İsrail ordusunun Gazze kentine yönelik kara saldırılarını genişletme kararı ve sivil halka yönelik "terk edin" çağrısı, bölgede yeni ve daha büyük bir insani felaketin habercisi olarak görülüyor. Elektriğin, suyun, gıdanın ve tıbbi malzemelerin tükenme noktasına geldiği, hastanelerin ve okulların bombalandığı bir ortamda, yüz binlerce insanın güvenli bir şekilde nasıl tahliye edileceği büyük bir soru işareti. Uluslararası toplumun ve özellikle de büyük güçlerin, İsrail'in bu pervasız saldırganlığına karşı etkili bir adım atmaması ve sadece kınama açıklamalarıyla yetinmesi, soykırımın daha da derinleşmesine zemin hazırlıyor.

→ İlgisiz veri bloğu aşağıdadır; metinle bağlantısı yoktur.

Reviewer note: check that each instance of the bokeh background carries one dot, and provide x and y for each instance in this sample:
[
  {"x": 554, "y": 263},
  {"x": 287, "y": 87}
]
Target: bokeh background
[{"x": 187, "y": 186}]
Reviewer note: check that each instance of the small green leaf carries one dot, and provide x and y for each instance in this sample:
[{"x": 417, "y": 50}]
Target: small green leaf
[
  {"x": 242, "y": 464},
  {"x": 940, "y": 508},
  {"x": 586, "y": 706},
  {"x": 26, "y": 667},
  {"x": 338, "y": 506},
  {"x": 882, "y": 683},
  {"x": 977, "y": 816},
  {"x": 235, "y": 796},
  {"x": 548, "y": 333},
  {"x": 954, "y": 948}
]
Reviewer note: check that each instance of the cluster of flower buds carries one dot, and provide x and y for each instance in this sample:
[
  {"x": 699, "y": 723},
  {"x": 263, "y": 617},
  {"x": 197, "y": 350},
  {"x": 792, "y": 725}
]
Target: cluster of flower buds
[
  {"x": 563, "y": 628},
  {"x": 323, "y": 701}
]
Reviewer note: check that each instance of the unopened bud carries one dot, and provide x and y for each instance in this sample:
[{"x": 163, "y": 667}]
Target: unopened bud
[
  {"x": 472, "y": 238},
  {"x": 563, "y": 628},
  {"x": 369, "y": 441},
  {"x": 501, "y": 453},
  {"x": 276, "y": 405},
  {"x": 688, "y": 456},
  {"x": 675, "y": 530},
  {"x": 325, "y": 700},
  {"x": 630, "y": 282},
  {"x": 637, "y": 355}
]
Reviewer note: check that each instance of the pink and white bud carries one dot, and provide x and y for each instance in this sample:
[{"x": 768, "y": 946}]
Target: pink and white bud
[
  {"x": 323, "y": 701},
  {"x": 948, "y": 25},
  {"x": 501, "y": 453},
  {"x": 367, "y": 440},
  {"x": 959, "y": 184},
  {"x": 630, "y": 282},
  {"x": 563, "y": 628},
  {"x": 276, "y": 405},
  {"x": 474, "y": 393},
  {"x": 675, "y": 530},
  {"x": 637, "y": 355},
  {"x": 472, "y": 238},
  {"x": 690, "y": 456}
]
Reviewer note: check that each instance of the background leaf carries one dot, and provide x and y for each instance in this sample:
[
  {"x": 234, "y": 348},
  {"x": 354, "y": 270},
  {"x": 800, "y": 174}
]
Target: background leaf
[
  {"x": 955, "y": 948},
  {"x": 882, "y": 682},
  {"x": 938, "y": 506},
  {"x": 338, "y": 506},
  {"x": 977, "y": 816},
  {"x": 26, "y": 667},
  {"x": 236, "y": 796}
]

Gazze kentinde kalan son sivillerin akıbeti, tüm dünyanın gözleri önünde yaşanacak olan bir insanlık trajedisinin en kritik aşaması olabilir. İnsan hakları örgütleri, İsrail'e yönelik derhal kapsamlı bir silah ambargosu uygulanması ve savaş suçlularının Uluslararası Ceza Mahkemesi'nde yargılanması için acil eylem çağrısında bulunuyor.